If you're a divorced parent who's ready to look for a new significant other, you have to consider not just whether someone is right for you, but whether he or she is good for your children. There's no way to know that until you've introduced them. When there's someone in your life whom you want your children to get to know, you need to be careful about how to incorporate that person into your children's lives.

Go Slowly

Do it in small doses so that your kids don't feel like this person is being forced on them. A dinner is a good first step -- either at home or in a kid-friendly restaurant. You want an environment where the kids are comfortable.

Find something that your new mate and your kids both enjoy ñ- such as an evening playing video games, an outing to the zoo or a movie you'd all like to see. If you do something that your new boyfriend or girlfriend doesn't enjoy just to make the kids happy, they'll sense it.

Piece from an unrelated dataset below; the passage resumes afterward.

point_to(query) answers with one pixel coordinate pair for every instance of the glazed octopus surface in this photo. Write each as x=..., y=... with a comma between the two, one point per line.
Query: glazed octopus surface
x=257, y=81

It's normal for children to be cautious and even less than polite when they meet the new person in your life. They may wonder how much of your time and affection this person is going to take away from them. They may feel like you're being unfaithful to their other parent. That's one reason why you should refrain from showing too much affection -- and physical contact, in particular -- towards one another in front of the kids.

Your New Significant Other Isn't Your Kids' New Parent

You can assuage some of your kids concerns by assuring them that this person isn't meant to be a new parent or to replace their other parent in any way. It's essential to continue to support their relationship with your co-parent.

Your significant other needs to tread cautiously. Romantic partners should never discipline your kids or criticize your parenting in front of them. Neither should they be too affectionate or talk down to them.

When your children start asking about this person when he or she isn't there, you can start increasing the time you all spend together. If that time doesn't come, or if your kids and your new partner really can't get along, despite all of your best efforts, you may want to bring a child or family therapist in to try to help you resolve the issue -- assuming that you and your new significant other want to continue your relationship. Your family law attorney can likely provide some recommendations for professionals in your area who can help.